On peut également se demander si la recherche de Snyder a réellement contribué à l'analyse des interactions entre les régimes nazi et soviétique. Contrairement aux sept cartes des « Terres de sang », les chapitres traitent alternativement de l’une, puis de l’autre puissance. Ce n’est qu’au sujet d’exemples particuliers que la connivence entre Nazis et Soviétiques est évoquée, sans toutefois être étayée par des arguments précis et développés. Au terme de la lecture, il est toujours difficile de comprendre pourquoi les deux régimes se sont radicalisés au contact l’un de l’autre, comme l'expose l'hypothèse de l'auteur.
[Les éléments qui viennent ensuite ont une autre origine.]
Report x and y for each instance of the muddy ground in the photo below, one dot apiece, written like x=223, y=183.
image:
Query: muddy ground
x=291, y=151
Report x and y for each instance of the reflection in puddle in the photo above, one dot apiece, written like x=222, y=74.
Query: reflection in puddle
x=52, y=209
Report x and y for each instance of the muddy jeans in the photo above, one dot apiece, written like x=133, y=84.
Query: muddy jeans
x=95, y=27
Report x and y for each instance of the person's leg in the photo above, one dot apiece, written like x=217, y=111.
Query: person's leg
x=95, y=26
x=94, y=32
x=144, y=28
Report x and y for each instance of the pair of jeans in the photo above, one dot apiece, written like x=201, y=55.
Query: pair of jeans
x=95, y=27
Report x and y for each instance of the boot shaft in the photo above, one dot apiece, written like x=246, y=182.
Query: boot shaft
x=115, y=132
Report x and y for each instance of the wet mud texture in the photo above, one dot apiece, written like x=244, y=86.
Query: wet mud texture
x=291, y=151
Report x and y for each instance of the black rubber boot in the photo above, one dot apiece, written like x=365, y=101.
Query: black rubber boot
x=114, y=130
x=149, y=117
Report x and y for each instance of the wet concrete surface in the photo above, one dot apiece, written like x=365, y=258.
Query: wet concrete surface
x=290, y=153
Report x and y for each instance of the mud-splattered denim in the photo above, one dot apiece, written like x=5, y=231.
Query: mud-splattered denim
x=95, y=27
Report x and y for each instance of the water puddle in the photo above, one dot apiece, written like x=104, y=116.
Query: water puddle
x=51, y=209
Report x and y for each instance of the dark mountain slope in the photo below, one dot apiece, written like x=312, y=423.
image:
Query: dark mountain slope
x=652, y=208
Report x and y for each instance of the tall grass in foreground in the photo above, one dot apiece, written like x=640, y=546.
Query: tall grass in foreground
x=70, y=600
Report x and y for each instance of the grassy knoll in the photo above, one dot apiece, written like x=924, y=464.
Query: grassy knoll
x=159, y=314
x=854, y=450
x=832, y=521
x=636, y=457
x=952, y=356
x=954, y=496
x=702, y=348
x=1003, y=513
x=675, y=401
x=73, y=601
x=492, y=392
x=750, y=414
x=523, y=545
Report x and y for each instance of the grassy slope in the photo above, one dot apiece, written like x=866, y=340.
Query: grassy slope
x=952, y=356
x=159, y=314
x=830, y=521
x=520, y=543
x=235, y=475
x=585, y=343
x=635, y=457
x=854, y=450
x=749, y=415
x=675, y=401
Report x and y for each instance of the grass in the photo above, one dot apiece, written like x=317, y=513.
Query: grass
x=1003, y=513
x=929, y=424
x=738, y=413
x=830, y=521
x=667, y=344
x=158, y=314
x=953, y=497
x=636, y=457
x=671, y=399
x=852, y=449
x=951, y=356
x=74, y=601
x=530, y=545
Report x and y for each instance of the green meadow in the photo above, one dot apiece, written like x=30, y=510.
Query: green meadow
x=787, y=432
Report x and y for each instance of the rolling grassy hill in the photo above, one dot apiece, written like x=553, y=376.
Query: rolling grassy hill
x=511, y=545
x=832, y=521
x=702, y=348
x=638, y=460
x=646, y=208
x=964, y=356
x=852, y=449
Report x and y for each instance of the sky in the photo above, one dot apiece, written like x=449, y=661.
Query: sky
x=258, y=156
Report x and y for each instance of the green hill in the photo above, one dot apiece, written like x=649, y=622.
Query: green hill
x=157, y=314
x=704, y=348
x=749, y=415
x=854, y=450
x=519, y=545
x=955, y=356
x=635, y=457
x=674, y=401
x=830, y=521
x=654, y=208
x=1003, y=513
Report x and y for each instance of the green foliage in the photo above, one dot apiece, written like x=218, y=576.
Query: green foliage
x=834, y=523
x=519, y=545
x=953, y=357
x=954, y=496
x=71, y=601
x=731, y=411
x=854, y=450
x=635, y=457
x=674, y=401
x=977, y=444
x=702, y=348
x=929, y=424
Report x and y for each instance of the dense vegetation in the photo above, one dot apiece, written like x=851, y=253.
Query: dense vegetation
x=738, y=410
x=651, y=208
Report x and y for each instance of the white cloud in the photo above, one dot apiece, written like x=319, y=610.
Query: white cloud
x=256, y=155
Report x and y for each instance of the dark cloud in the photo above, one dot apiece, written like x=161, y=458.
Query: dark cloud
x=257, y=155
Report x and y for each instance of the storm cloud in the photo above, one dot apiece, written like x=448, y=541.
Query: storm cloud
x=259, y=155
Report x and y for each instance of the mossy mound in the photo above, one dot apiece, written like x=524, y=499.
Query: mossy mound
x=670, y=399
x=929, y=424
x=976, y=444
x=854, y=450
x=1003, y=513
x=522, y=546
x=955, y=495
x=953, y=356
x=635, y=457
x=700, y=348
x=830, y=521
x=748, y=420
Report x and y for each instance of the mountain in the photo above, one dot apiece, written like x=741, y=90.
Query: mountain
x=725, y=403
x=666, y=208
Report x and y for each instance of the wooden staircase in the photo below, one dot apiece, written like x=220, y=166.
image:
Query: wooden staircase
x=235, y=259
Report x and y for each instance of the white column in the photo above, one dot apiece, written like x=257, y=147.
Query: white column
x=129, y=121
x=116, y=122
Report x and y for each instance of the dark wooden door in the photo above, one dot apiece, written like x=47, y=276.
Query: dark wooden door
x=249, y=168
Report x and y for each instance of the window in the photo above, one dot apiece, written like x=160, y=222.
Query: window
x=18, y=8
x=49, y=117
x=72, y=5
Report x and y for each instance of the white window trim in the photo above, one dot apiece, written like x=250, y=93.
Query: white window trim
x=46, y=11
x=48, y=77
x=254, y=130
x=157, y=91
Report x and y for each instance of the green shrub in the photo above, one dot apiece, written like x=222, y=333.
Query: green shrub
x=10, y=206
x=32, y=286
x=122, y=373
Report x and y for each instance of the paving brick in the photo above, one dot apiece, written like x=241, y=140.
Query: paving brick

Quant à la deuxième partie du titre, « L’Europe entre Hitler et Staline », elle pointe un problème important, qui est celui des initiateurs et des acteurs des crimes. Snyder n’en parle presque pas. Ainsi, l’ambition exprimée par l’auteur de faire une histoire totale des tueries de masses en Europe n’est que partiellement réalisée dans Terre de sang, d’autant que le moment où la violence de masse a commencé à être utilisée à des fins politiques reste flou. De fait, les bornes chronologiques choisies par Snyder sont très peu justifiées. La Première Guerre Mondiale et les années vingt ont également été marquées par des phénomènes de violence qui n’étaient pas dus qu’à des logiques militaires. De même peut-on se demander si les violences de masses ont cessé au moment où s’est achevée la Seconde Guerre Mondiale. Outre ce problème de bornes, l’articulation entre les différentes « phases » propres aux « Terres de sang » n’est pas claire. Quelle continuité y-a-t-il entre la première d’entre elles, la famine ukrainienne, et la seconde, l’Europe de Molotov et de Ribbentrop ? L’idée d’une chronologie propre aux « Terres de sang » est en soi intéressante, mais le découpage des chapitres ne laisse pas d’interroger sur les liens qui unissent les événements évoqués à différent moments du livre.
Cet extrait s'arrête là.